Opening of US third-level college in Kerry town 'a massive achievement'

The Dingle campus of Connecticut’s Sacred Heart University offers more than 120 undergraduate, graduate and doctoral courses.
The opening of a third-level college in Dingle, Co Kerry, has been hailed as a gamechanger for the coastal town.
Connecticut’s Sacred Heart University in the US first established outreach links with West Kerry 20 years ago. The initial arts and spirituality programme has now expanded to include a comprehensive scientific programme for US students as well as for locals.
The campus, known locally as Ollscoil An Chroí Naofa and as SHU Dingle ( (Sacred Heart University), will welcome students into its new state-of-the-art facilities in what was the old Christian Brothers School, following what a spokesman described as “years of sustained growth”.
Dr Kevin Flannery, a marine biologist associated with the Dingle Aquarium and research centre Oceanworld, said an important milestone was being marked in the small coastal town.
Fishing and agriculture are waning and tourism can be volatile, but education and research in coastal towns are the way forward, he said.
“For a small town like Dingle to get a third-level institution is a massive achievement and it is a step other coastal towns in the west may wish to follow,” Dr Flannery said.
Sacred Heart University has maintained a study-abroad presence in Dingle since 2004, operating out of the Díseart Centre of Irish Spirituality and Culture.

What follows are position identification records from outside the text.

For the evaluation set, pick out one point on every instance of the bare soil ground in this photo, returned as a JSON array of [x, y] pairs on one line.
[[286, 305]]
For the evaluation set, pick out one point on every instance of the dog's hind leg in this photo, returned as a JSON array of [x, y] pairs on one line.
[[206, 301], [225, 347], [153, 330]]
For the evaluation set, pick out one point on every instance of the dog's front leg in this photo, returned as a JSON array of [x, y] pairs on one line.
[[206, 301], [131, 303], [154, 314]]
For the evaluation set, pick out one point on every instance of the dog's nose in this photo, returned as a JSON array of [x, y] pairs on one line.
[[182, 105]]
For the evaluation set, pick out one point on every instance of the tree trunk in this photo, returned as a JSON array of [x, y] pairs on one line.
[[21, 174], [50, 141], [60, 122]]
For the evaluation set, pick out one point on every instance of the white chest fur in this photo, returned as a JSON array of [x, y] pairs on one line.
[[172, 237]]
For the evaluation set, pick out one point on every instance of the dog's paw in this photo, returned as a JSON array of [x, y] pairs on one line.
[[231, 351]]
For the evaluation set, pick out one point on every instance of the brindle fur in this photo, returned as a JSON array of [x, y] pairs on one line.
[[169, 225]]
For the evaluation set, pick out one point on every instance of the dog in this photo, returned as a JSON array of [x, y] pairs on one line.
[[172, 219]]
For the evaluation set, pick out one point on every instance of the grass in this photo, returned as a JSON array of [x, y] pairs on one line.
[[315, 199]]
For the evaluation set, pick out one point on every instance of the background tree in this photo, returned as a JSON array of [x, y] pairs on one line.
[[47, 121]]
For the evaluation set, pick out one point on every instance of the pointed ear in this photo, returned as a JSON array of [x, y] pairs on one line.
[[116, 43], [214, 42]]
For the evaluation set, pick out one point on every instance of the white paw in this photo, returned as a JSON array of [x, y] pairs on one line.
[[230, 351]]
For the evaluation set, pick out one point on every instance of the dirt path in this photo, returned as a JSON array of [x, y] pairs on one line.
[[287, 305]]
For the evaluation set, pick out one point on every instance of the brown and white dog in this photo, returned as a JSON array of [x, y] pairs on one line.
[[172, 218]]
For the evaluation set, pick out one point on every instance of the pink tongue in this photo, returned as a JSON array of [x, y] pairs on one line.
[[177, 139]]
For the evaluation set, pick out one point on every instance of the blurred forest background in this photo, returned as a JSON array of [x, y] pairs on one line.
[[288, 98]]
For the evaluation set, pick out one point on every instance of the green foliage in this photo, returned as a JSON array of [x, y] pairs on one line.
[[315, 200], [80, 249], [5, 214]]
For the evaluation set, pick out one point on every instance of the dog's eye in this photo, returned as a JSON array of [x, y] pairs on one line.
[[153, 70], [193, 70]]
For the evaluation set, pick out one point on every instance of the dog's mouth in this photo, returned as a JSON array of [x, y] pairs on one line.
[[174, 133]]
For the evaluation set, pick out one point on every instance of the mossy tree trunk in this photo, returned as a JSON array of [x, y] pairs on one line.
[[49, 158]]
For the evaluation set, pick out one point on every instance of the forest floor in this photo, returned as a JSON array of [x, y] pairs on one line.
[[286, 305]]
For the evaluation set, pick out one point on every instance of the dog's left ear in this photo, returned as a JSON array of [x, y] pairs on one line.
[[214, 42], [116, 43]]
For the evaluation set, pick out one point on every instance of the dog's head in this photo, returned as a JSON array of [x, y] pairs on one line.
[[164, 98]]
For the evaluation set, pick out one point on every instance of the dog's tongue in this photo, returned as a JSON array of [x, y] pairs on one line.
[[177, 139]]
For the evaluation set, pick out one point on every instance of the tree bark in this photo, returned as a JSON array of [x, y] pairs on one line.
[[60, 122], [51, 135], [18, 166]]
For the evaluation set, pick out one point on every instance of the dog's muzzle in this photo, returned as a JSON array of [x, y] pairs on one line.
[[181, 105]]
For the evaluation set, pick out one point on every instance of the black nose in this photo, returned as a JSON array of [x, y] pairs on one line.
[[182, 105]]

The second-largest Catholic university in New England is one of the of the fastest-growing private doctoral institutions in the US, with 10,000 students across eight campuses, with online as well as in-person courses.
The Dingle campus offers more than 120 undergraduate, graduate and doctoral courses.
More than 500 US college students now come to Dingle annually from Sacred Heart as well as from a variety of other US institutions. Students engage in immersive semester-long and short-term study abroad programmes taught largely by local instructors.
Course offerings span diverse disciplines, including Celtic religious traditions, Irish folklore, Irish music, filmmaking, anatomy and physiology, microbiology, environmental studies, nursing and more.
“The programme’s annual influx of students significantly contributes to the local economy and cultural landscape,” a spokesman for the college said.